These results indicate significant progress in the ability to use nanotechnology to capture carbon, and the ability to overcome the challenges with existing traditional methods for CO2 capture. This section considers the general capacity and effect of these Nano competition approaches, contradictions to traditional techniques and highlights the challenges and future roads [22].

He compared his methods with traditional techniques and found that the use of nanotechnology produces much more production in many matrixes. Because of this, even in very low pressure cases, there is a large CO₂ capacity for nano-Engineer adsorbents-one blessing for thorda gas currents or direct air catch scenarios where traditional sorbets are unable to remain acceptable [27,48,55]. A minimum of air (.0.04% CO₂) with carbon-based nanosorbanks and MOFs can be abstract when traditional amine solutions or geaxes need to be derived to focus equal amounts to focus equal amounts to focus equal amounts of carbon-based nanosorbanks and mash. [23,24]. In addition, extended mass transfer in nanofluides can lead to high mass transfer rates, something [48,53]. From an energy point of view, CO requires low energy input (temperature or vacuum swing). It directly addresses the high rebels problem related to the Amin-based systems [23,53]. According to an expense analysis, the replacement of amines with fixed physical adsorbents can reduce the energy required to capture CO with a very large factor, although details about the details of the material, process design, etc. [47,51]. The second side process is integration and footprints, an energy efficient and selective Nano-Mambrain system can capture CO in a single-phase process, where a traditional system undergoes several stages (absorption, stripping, compression). This can help simplify things in general, which means a low moving portion, and possibly some maintenance of overhead [29,54]. Additionally, nano-impact-enhanced processes may function at lower-cost conditions (e.g., adsorption near-ambient pressure/temperature cycling), potentially leveraging waste heat or passive chilling, making them a more seamlessly integrated power plant operation with minimal disruption [48,51,52]. As shown in the Table 4 for a comparative summary of nanotechnology-based CO₂ capture strategies, their efficiencies, and challenges .

Table 4 Nanotechnology CO2 Capture Summary [51]

Figure 3 CO2capture efficiency of various Nanotech strategies

But comparing them must also take into account how mature and reliable they each are. For example, conventional amine scrubbing is a mature commercial technology with decades of operating experience; its pitfalls are well-known, and numerous engineering solutions have been developed to address the present problems (e.g., anti-corrosion treatments, solvent additives to prevent degradation, etc.)[23,47]. In contrast, many of the nanotech-based solutions are still only laboratories or pilot projects[55,58]. An adsorbent that works excellently in lab conditions may have problems and challenges working in a real power plant flue gas system – it can be poisoned (SOx, NOx, O₂ etc..), or lose activity over time due to minor transformation[48,56]. A review earlier this year observed that, although CO₂ capture on different nanomaterials has been demonstrated in a lab setting, translating that success to the scale of billions of tons of CO₂ still poses big challenges[60]. One difficulty noted was that capacity might still be limited in absolute terms — while a material might have a high capacity per kg, capturing billions of tons would require the manufacture and handling of immense amounts of that material, which pose logistical or environmental difficulties[59,60]. The other one is regeneration and cyclic stability – some tests in a lab only perform a few cycles; in reality, you need hundreds or thousands of cycles a year, and materials may fail or degrade unless they are extremely rugged[57,58].
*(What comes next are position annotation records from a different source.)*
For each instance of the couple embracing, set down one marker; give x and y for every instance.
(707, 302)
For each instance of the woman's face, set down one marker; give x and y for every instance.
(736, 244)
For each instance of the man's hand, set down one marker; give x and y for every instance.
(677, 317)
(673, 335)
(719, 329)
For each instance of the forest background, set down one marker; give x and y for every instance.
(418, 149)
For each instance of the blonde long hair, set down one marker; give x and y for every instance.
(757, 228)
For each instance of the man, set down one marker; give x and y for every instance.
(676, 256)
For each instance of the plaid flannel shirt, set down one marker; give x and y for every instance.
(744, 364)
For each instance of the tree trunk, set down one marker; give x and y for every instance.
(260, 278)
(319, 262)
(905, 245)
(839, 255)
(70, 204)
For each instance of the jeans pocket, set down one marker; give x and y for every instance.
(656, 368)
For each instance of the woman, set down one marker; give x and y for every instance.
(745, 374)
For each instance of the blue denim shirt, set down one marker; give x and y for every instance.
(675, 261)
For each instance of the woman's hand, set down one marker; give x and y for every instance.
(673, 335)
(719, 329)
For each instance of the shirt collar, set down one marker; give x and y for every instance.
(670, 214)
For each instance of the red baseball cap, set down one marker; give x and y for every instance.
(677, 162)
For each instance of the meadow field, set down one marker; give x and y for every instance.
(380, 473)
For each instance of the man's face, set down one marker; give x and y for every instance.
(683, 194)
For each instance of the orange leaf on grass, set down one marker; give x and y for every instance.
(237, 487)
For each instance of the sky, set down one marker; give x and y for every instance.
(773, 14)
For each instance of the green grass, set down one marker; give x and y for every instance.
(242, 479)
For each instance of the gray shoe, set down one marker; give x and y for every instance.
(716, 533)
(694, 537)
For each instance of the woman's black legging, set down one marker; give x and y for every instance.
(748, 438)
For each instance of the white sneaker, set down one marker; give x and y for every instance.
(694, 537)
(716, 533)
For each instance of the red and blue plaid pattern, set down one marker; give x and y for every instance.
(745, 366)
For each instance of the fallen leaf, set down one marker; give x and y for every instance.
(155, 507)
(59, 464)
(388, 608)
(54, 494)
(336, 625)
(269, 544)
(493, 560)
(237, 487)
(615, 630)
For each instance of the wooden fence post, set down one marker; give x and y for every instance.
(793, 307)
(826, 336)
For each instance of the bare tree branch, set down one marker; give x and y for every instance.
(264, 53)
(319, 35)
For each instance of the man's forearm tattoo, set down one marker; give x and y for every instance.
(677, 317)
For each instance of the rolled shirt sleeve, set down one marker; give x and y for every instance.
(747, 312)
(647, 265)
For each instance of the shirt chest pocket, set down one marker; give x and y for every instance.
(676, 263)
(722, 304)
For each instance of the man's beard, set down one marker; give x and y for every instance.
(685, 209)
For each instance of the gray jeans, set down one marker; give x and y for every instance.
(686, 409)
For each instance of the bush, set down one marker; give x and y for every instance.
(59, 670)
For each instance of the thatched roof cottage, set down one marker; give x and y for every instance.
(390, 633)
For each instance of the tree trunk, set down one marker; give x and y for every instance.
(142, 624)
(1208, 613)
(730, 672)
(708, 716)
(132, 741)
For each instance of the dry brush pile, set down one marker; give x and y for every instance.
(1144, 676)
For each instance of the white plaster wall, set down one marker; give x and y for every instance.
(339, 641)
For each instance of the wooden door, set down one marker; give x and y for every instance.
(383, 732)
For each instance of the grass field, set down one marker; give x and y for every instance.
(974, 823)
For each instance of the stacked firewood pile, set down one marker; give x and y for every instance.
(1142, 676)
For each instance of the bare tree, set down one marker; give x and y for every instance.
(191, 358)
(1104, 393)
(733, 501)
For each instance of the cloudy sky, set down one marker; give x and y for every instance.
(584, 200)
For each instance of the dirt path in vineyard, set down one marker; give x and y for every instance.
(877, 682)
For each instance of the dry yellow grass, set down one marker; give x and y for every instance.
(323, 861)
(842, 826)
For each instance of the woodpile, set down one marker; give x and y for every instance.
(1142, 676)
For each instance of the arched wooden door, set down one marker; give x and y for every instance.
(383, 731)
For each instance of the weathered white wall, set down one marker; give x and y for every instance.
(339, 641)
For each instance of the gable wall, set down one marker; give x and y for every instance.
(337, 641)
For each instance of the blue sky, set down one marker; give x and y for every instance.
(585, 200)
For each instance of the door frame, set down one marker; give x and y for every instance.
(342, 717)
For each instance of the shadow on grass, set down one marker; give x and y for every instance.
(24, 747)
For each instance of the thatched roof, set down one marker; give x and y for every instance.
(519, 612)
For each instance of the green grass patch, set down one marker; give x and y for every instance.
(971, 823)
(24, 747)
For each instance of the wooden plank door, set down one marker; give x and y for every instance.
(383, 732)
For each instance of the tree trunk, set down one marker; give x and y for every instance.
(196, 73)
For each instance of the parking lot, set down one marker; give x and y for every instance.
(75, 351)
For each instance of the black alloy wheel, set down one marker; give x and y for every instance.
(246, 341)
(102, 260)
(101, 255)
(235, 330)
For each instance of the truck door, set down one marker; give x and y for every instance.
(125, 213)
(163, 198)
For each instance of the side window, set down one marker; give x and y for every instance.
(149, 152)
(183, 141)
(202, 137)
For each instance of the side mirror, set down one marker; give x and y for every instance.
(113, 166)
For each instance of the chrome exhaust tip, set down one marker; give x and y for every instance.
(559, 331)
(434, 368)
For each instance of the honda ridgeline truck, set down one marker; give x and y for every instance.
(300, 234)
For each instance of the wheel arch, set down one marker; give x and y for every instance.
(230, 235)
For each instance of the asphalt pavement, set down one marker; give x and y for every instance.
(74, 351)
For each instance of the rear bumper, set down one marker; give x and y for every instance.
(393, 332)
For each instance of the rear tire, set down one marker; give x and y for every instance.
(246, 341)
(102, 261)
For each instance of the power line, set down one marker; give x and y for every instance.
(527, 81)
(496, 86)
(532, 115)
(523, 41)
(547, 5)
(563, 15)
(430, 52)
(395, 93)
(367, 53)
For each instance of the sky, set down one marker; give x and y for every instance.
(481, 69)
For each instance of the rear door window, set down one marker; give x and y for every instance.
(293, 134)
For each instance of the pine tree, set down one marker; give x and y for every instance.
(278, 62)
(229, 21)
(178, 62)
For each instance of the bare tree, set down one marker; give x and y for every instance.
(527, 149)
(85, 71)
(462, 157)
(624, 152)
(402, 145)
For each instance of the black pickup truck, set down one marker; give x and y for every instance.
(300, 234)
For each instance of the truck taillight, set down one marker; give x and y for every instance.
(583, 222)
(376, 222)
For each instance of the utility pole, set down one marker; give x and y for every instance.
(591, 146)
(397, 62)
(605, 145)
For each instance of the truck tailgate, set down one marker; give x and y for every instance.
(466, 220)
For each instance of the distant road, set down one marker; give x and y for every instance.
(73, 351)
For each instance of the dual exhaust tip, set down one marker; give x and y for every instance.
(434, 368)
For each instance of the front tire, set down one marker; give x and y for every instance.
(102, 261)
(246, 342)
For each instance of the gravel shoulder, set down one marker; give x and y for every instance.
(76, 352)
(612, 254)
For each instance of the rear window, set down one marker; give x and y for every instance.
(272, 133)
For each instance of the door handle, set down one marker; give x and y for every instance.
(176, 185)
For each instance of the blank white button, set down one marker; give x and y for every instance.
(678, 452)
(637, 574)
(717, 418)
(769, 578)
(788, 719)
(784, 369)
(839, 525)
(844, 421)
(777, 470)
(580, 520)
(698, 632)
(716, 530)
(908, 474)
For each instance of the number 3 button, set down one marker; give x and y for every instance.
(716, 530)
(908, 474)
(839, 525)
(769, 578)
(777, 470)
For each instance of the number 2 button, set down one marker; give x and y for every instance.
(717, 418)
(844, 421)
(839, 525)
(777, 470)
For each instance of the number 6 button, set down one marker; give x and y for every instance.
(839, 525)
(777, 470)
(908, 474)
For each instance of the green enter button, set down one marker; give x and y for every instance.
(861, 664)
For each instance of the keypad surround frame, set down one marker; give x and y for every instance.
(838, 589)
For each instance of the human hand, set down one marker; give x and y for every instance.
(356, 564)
In addition to technical performance, cost and economic viability for all carbon capture technology, economic viability and technology preparedness are necessary. Although many applications of new materials refer to dull economic words such as "low costs", it is just as acute than reality when it comes to complex nanoma patras that are still expensive to synthesize in bulk. MOF may require expensive ligands and solvents, and often long crystallization process [25,55]. A detailed economic analysis often shows that sorbent cost must decrease by a large amount to compete on a per-ton CO₂ captured basis with amines[47,51,52]. There are activities in scaling up production – e.g. continuous flow reactors for MOFs, manufacturing MOFs with less expensive precursors – and some progress is being made (some MOFs at kg scale, with the promise of tonnage scale within years)[25,55].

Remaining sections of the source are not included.